Service Alarm Correlation

Abstract
A system and method for correlating alarms from a plurality of network elements (NEs) are provided to unambiguously associate separate alarms to one another. This is accomplished by a method where a fault identifier FID is generated by a serving NE who discovered the faulty hardware or software unit. The serving NE signals its lost or degraded service to a client NE in a traffic message and appends the generated FID to the traffic message. The client NE extracts the FID from the traffic message and appends it to a service alarm which the NE sends to a network management system. The serving NE also generates an alarm message and provides it with same FID. The serving NE sends the alarm message and its FID to the network management system. The service alarm and the alarm message received by the network management system will thus contain the same FID. In the management system the FID is used to correlate the two alarms with one another.
Description
TECHNICAL FIELD OF THE INVENTION

The present invention relates to a method, system and network elements for processing alarm information within a telecommunication network managed from a network management system.
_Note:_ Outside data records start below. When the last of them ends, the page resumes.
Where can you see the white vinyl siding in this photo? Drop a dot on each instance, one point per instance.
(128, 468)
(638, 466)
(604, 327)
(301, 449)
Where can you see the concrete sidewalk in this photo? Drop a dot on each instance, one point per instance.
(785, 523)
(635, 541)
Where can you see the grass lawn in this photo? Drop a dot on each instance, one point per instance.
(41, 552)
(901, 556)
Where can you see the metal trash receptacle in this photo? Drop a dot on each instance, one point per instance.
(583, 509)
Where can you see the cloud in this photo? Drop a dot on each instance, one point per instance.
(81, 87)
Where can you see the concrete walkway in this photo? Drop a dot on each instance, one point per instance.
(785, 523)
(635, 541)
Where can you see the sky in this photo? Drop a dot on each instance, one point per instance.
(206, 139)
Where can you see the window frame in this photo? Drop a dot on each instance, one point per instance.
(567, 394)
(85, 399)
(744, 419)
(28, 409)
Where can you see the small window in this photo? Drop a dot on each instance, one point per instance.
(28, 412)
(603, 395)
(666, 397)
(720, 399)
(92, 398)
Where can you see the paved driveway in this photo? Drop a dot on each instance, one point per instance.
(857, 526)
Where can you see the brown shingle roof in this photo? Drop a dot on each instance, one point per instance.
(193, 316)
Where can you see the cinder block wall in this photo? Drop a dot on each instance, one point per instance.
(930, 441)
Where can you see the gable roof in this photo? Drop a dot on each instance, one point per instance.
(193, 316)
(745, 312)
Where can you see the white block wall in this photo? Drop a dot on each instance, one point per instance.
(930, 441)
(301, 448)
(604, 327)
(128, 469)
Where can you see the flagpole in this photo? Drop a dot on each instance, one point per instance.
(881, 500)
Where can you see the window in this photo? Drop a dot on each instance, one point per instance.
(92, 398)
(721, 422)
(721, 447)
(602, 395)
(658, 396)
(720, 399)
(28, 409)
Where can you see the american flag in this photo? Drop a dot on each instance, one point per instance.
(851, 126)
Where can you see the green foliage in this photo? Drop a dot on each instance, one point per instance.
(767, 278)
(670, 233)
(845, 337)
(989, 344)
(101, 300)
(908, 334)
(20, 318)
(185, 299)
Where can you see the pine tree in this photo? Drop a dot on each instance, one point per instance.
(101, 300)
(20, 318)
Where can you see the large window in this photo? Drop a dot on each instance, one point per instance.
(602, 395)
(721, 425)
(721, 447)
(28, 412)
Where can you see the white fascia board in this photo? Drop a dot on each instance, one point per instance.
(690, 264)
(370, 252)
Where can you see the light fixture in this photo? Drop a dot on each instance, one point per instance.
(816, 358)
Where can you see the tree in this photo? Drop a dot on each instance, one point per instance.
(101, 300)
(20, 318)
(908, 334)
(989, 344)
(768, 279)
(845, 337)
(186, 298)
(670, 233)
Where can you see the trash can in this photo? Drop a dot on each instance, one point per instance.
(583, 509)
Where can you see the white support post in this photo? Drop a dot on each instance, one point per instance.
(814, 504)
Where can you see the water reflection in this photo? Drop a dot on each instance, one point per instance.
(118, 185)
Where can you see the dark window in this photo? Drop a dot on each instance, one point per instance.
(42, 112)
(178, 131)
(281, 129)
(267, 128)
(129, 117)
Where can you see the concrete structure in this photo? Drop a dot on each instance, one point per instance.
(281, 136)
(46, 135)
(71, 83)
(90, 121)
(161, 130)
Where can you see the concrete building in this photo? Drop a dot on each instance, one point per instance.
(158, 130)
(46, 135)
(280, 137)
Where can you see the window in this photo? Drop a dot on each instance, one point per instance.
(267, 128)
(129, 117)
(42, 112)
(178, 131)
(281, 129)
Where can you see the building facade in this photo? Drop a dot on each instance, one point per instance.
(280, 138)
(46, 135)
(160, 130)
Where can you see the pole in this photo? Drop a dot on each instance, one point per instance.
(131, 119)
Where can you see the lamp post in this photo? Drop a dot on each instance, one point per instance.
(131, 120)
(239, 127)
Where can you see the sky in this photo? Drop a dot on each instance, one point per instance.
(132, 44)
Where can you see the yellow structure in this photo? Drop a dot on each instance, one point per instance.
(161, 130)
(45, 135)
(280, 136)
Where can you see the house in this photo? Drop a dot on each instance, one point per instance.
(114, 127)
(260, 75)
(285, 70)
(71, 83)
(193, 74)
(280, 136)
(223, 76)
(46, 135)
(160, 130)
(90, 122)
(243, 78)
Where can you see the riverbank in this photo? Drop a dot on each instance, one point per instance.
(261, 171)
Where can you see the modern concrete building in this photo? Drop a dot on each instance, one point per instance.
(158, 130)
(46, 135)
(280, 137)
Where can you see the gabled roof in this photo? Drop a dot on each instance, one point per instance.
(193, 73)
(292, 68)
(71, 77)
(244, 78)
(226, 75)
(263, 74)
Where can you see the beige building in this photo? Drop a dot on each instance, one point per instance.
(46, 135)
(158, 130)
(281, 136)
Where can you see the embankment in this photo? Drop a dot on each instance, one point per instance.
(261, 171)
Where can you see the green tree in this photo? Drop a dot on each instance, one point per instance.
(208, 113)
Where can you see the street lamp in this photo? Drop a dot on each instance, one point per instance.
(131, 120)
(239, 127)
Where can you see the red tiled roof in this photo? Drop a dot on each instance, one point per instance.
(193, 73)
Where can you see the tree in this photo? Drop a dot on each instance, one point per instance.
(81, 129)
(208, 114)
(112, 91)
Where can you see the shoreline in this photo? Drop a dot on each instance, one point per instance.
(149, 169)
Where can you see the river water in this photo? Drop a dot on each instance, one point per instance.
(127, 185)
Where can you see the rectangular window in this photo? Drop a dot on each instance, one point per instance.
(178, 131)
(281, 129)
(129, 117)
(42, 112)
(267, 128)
DESCRIPTION OF RELATED ART

The objective for an operator supervising the telecommunication network via a network management system is to be able to restore quickly degraded or lost services by locating and correcting a faulty unit causing the degraded or lost service. When alerted of a degraded or lost service, the operator needs hence to associate or correlate the lost service with/to the responsible faulty unit.
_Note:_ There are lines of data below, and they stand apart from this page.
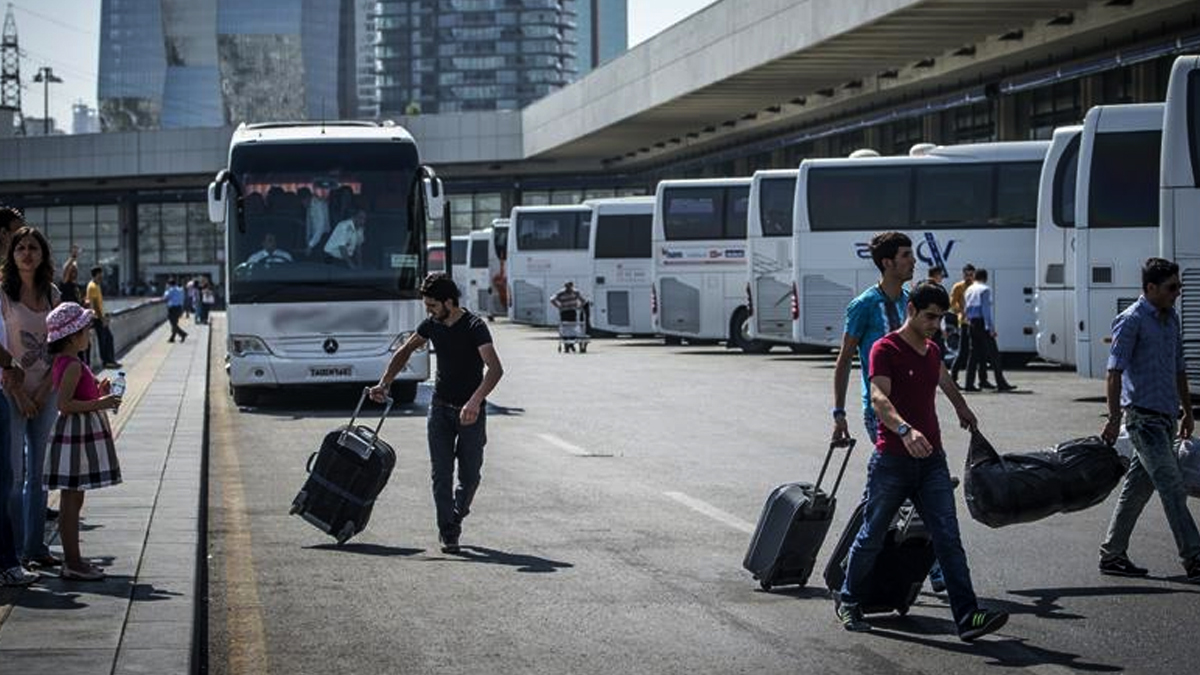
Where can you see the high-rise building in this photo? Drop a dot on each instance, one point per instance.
(210, 63)
(455, 55)
(604, 31)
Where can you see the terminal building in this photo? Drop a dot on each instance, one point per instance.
(732, 89)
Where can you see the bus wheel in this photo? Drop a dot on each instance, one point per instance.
(244, 396)
(403, 392)
(739, 334)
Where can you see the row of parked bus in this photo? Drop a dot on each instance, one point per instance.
(1062, 227)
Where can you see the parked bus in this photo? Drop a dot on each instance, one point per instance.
(623, 269)
(1054, 293)
(547, 246)
(366, 290)
(773, 299)
(700, 261)
(497, 267)
(1180, 199)
(1116, 221)
(478, 278)
(960, 204)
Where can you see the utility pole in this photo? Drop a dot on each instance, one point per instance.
(46, 76)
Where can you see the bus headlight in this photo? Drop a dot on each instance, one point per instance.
(247, 345)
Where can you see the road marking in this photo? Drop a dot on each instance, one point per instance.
(712, 512)
(569, 447)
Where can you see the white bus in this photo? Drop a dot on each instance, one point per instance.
(700, 261)
(1054, 293)
(321, 318)
(547, 246)
(623, 269)
(1116, 221)
(1180, 199)
(960, 204)
(478, 278)
(497, 267)
(773, 299)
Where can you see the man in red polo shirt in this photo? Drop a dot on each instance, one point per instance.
(909, 464)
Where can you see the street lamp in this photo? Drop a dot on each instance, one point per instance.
(46, 76)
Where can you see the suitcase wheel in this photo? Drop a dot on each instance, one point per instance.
(346, 533)
(298, 503)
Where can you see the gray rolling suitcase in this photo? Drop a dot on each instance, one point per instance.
(345, 477)
(792, 526)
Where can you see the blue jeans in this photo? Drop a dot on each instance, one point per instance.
(450, 441)
(33, 435)
(891, 479)
(1155, 466)
(7, 489)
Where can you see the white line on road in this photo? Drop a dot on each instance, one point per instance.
(712, 512)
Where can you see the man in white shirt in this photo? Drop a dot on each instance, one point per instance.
(317, 210)
(345, 244)
(270, 254)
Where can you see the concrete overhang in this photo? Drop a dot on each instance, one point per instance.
(738, 70)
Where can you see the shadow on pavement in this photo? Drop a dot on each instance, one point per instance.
(523, 562)
(367, 549)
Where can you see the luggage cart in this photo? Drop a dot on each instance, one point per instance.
(573, 332)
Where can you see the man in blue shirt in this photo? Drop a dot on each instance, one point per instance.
(1146, 383)
(174, 297)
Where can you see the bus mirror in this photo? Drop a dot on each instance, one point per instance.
(435, 198)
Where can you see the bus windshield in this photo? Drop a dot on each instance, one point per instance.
(325, 222)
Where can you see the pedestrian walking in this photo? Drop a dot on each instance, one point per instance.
(95, 297)
(174, 297)
(82, 455)
(1147, 386)
(27, 297)
(909, 463)
(981, 314)
(468, 370)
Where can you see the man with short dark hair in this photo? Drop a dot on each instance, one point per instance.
(906, 370)
(1146, 383)
(457, 419)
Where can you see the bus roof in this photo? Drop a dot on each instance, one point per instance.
(319, 132)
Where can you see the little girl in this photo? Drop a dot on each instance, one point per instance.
(81, 455)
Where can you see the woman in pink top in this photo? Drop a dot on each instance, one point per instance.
(28, 296)
(82, 455)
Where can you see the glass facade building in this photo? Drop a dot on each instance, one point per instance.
(456, 55)
(172, 64)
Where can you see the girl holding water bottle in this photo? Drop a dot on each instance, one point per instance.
(82, 455)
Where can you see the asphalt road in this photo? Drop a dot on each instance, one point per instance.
(619, 489)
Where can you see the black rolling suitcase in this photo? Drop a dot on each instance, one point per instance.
(899, 572)
(792, 526)
(345, 477)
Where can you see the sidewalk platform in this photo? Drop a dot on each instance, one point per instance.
(147, 533)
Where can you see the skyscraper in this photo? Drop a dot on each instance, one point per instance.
(480, 55)
(209, 63)
(604, 33)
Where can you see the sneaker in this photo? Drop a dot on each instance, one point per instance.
(981, 622)
(851, 616)
(17, 577)
(1122, 567)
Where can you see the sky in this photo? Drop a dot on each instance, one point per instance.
(65, 35)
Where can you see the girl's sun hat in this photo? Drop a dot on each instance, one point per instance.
(66, 320)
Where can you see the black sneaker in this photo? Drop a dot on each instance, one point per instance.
(981, 622)
(851, 617)
(1123, 567)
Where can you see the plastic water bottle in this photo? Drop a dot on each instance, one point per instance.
(118, 387)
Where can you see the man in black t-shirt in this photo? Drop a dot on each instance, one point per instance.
(457, 422)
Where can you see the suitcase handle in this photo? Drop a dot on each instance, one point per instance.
(850, 446)
(358, 408)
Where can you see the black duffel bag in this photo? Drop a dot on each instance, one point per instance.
(1023, 488)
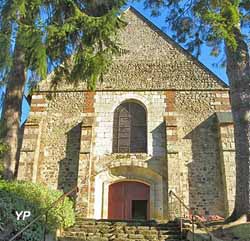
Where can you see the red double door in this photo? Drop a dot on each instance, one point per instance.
(128, 200)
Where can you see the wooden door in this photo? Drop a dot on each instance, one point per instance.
(123, 196)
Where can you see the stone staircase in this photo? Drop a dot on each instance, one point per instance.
(117, 230)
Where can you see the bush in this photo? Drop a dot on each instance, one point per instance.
(26, 196)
Network Elements (NEs) in a telecommunication network have different tasks which together aim to connect two or several user equipments (UEs) together. The NEs may depend on each other in such way that if one NE fails then another NE will fail to provide its services as consequence (a client-server relationship between NEs). An NE comprises hardware (HW) units and software. Software is stored in a memory and runs under control of a processor and operation system. HW units may further include specific HW units providing the functionality supported by the NE. Within an NE a number of functions execute. These functions may act as serving functions to client functions in other NEs and if the function is faulty in serving NE then the client NE will have its service degraded or lost as consequence. For example, example: a faulty board in a radio base station (RBS) may show up in a client Radio Network Controller (RNC) as a message “cell disabled” indicating that the operational state of the cell with the RBS containing the faulty board is out of order.


Due to commercial reasons operators tend to mix NEs from different vendors in their telecommunication networks. To limit dependencies in implementation the information to be shared between NEs is limited. In a radio network typically the information shared to set up radio functions is standardised, but not information about HW equipment.


The disadvantage of not being able to inform a client NE about the faulty HW in the serving NE is that each NE will send an alarm to the network management system, but the alarms are not correlated, i.e. have no unique association to one another. The alarms upon reception in the network management system are time stamped and stored, for example in a database 10. When displaying the alarms in an alarm list the two alarms will be separated by other alarms, which have been received from same or other NEs during same time period. The operator has then a difficult task to conclude that a service alarm from client NE is the consequence of a faulty HW in serving NE. Time and competence to locate the fault and thereby restore service increases.


SUMMARY OF THE INVENTION

One object of the invention is to provide a solution to the problem of correlating alarms, triggered by network elements that have a dependency of one another, such that the alarms are unambiguously associated with one another. This is achieved with the system according to claim 1, the network elements in accordance with claims 5, 6 and the method in accordance with claim 7.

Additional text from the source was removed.